Half of 2018 revenue derived from the UK, 12% rest-of-Europe, 29% the US and 9% was rest-of-world. I've not read any agency-type listed company explain how they are prepared to cope with what conceivable tariff there might be if Brexit happens, but at least this one's EU exposure is sub-teens and margin losses could even be offset by exchange rate factors (including US dollar strength) should sterling weaken further.
International expansion continues with Philadelphia and Berlin offices now opened.
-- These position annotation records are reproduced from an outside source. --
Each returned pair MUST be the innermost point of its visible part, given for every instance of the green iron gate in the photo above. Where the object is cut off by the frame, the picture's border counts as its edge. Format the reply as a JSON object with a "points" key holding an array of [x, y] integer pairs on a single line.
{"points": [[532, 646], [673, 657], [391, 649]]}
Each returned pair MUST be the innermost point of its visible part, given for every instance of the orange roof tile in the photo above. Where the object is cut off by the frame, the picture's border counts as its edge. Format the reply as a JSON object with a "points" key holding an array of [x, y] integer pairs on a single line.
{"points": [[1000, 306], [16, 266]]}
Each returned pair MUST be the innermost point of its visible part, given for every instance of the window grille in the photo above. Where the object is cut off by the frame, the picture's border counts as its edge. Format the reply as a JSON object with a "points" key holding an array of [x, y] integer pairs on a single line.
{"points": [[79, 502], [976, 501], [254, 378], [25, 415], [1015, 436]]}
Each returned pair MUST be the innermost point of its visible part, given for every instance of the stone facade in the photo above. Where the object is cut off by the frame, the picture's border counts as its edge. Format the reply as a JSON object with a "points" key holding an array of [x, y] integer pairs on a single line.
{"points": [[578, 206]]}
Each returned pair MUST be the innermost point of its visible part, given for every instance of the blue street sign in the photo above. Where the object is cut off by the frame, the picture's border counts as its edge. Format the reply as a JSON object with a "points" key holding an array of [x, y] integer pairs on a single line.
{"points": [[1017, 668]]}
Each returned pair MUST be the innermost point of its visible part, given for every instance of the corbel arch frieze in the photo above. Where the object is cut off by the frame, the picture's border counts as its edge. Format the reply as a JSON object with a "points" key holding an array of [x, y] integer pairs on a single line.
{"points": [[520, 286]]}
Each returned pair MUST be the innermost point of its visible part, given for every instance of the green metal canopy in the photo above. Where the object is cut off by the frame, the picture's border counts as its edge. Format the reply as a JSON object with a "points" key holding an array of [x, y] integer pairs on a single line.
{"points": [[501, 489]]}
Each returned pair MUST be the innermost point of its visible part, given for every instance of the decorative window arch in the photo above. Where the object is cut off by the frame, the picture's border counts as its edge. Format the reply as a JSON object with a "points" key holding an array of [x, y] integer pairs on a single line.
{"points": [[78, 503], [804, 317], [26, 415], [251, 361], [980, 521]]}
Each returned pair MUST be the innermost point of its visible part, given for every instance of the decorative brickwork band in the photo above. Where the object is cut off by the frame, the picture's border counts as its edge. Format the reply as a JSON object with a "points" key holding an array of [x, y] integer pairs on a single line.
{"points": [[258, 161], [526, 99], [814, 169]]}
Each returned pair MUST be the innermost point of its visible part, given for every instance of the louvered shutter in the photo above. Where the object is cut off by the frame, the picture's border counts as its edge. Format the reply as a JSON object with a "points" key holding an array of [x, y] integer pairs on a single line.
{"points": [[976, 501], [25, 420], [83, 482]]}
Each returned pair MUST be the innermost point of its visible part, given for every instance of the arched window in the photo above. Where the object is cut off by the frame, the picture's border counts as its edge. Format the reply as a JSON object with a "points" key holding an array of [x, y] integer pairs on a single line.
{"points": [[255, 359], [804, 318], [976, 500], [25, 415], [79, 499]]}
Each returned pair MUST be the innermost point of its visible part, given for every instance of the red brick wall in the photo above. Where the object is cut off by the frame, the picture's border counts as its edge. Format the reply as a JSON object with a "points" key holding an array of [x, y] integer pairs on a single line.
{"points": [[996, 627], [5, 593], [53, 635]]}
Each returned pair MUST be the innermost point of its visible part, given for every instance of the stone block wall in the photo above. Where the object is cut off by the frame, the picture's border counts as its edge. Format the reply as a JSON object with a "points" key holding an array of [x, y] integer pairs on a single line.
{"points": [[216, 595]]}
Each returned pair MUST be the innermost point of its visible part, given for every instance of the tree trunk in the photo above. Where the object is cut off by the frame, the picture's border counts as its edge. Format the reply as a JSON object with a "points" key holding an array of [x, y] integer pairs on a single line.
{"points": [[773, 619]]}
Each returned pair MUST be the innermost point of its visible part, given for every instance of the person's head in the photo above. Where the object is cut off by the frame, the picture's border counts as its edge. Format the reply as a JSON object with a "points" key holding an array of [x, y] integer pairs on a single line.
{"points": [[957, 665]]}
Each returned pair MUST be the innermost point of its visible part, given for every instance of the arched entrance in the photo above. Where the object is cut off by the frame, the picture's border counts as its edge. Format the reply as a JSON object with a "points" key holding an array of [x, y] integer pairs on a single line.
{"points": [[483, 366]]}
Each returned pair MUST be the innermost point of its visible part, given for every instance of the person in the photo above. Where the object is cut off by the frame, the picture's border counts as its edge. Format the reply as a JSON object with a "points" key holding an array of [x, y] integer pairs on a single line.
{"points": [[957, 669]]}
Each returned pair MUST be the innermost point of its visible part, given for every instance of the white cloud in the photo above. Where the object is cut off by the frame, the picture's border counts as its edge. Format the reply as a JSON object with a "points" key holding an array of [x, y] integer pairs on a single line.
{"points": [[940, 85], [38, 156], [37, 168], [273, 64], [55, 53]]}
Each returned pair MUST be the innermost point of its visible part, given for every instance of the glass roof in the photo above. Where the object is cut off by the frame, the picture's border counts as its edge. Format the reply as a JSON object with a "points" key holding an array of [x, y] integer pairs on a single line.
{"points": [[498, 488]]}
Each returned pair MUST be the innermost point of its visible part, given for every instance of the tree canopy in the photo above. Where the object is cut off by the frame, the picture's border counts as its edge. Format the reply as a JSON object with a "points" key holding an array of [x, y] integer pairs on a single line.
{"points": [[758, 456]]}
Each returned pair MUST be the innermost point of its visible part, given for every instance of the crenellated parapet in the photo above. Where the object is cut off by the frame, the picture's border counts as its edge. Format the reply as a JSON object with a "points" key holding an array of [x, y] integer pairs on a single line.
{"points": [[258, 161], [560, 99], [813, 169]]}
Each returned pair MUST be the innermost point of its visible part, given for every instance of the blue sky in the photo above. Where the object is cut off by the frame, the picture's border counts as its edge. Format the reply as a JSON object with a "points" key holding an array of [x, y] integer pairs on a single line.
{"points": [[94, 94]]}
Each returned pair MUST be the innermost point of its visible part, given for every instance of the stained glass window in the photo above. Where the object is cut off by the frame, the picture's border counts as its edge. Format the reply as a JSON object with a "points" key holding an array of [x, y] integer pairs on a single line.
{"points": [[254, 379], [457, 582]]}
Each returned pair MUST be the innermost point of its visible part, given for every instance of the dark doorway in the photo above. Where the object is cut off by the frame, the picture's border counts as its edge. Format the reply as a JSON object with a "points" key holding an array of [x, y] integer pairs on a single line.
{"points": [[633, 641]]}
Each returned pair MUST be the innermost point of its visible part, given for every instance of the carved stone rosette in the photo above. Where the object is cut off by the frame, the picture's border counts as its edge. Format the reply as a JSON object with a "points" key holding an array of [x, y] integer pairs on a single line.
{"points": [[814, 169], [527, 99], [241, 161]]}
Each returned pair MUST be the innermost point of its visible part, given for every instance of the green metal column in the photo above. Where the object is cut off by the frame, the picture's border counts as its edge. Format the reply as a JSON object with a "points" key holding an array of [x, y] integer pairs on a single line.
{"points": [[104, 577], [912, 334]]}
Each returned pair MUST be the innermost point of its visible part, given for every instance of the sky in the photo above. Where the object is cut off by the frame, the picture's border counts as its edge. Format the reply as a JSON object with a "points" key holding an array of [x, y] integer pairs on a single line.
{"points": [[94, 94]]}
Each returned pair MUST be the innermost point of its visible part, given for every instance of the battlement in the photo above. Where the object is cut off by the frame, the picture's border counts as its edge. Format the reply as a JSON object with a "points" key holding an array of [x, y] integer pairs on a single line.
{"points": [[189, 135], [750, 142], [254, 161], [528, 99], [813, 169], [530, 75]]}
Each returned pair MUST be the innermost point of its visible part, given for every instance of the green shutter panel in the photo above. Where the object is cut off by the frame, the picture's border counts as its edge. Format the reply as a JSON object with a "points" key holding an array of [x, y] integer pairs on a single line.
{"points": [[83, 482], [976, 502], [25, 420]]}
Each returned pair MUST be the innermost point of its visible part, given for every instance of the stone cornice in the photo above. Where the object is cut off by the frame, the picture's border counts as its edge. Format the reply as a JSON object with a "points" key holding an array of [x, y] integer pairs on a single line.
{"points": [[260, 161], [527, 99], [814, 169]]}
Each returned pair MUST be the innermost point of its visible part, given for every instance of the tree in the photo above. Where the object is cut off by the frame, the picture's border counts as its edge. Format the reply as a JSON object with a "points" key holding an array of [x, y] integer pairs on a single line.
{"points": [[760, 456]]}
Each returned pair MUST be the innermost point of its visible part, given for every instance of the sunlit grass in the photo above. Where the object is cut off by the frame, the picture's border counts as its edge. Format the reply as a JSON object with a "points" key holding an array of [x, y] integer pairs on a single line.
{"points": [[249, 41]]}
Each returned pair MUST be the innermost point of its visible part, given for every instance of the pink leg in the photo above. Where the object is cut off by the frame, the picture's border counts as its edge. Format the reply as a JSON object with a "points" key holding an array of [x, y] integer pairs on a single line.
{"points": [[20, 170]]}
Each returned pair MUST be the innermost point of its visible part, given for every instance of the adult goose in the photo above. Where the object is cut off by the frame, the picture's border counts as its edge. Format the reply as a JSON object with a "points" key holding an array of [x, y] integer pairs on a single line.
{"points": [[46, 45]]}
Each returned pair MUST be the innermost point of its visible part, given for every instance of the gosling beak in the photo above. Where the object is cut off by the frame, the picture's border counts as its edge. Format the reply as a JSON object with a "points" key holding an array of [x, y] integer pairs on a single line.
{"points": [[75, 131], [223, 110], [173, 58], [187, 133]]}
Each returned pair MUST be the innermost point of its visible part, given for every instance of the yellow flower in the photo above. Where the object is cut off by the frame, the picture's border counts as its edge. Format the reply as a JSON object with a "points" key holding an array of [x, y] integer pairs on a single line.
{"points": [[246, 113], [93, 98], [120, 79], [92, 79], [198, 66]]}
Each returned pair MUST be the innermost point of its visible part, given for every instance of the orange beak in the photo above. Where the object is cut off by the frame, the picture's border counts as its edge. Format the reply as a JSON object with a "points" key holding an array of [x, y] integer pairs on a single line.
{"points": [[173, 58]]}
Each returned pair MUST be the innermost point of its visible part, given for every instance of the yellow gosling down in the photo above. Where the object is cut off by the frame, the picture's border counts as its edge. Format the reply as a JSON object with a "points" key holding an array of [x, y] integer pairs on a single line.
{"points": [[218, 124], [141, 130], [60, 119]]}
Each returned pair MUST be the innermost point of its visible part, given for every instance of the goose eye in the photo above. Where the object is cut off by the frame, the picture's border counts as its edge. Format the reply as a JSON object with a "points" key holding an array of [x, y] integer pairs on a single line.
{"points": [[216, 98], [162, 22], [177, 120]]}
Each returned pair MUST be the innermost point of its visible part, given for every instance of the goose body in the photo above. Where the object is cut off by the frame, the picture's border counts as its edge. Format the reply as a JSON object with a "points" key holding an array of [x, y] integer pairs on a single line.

The board contends that pharma/biotech represents "a stable attractive market for the long term" as scientific advances, R&D and commercialisation support demand for a one-stop shop for commercial advisory and communications skills.
Cello's "Signal" side is a full-service marketing agency which also partly supports healthcare with digital and social media skills, a group re-naming to "Cello Health plc" underlining the priority.
So, holding the stock is part-acceptance of this claim that healthcare marketing services will be resilient. Scrolling back to the 2009 results in the aftermath of the financial crisis, and despite headline pre-tax profit falling 27% to £5.1 million, "healthcare research has shown particular resilience" (at a time when the group was a broader-based market research consultancy) based on "continued strength in the pharmaceutical core".
The company also talks about expanding into "the growing OTC [over-the-counter] and brand-oriented market for drugs and therapies, particularly in the USA."
Industry strengths mean I retain a positive stance
Given this precedent from the last economic crisis, and Cello's strengthening its healthcare exposure, I believe it is the most significant factor for this stock.
The risk I rehearse, of a refocus on dividend yield, won’t happen if Cello's operational narrative remains fair.
The extent of costs' capitalising is annoying, but management is making useful investment moves and their accounting is within the rules.
So I'll protest but not lose sight of how this group is well-placed and a preferred pick within the marketing services sector.
The balance sheet is declared "strong", justifiably so despite goodwill/intangibles representing 86% of net assets. Cash has declined 20% but, helped by good working capital performance, is a useful £10.4 million (to finance growth and support dividends even if trading deteriorates) and cash may have been applied to cut long-term debt to £4 million.
There is a good balance between trade payables and trade receivables - receivables at 114% of payables – so scant chance that profit is supported by late payments.
Net finance costs took barely 4% of operating profit and the £3.7 million cost of dividends was supported by 13.4 million cash generated before tax.
Investment has been relatively modest in the last year, business purchases reducing from £5.3 million to £0.3 million and property/plant/equipment spend slightly easier at £1.3 million.
Staff costs are by far the highest cost element at £68.2 million, up 4%, within a total £96.1 million total admin costs.
So, the financial profile is conducive to growth in shareholder value that merits a PE at least in the low teens.
Broadly, Cello shares are fairly priced and the stock remains at risk should stock markets dive. Yet, commercially "Cello Health" is in the right place and a de-rating might tempt takeover interest. Buy.
Edmond Jackson is a freelance contributor and not a direct employee of interactive investor.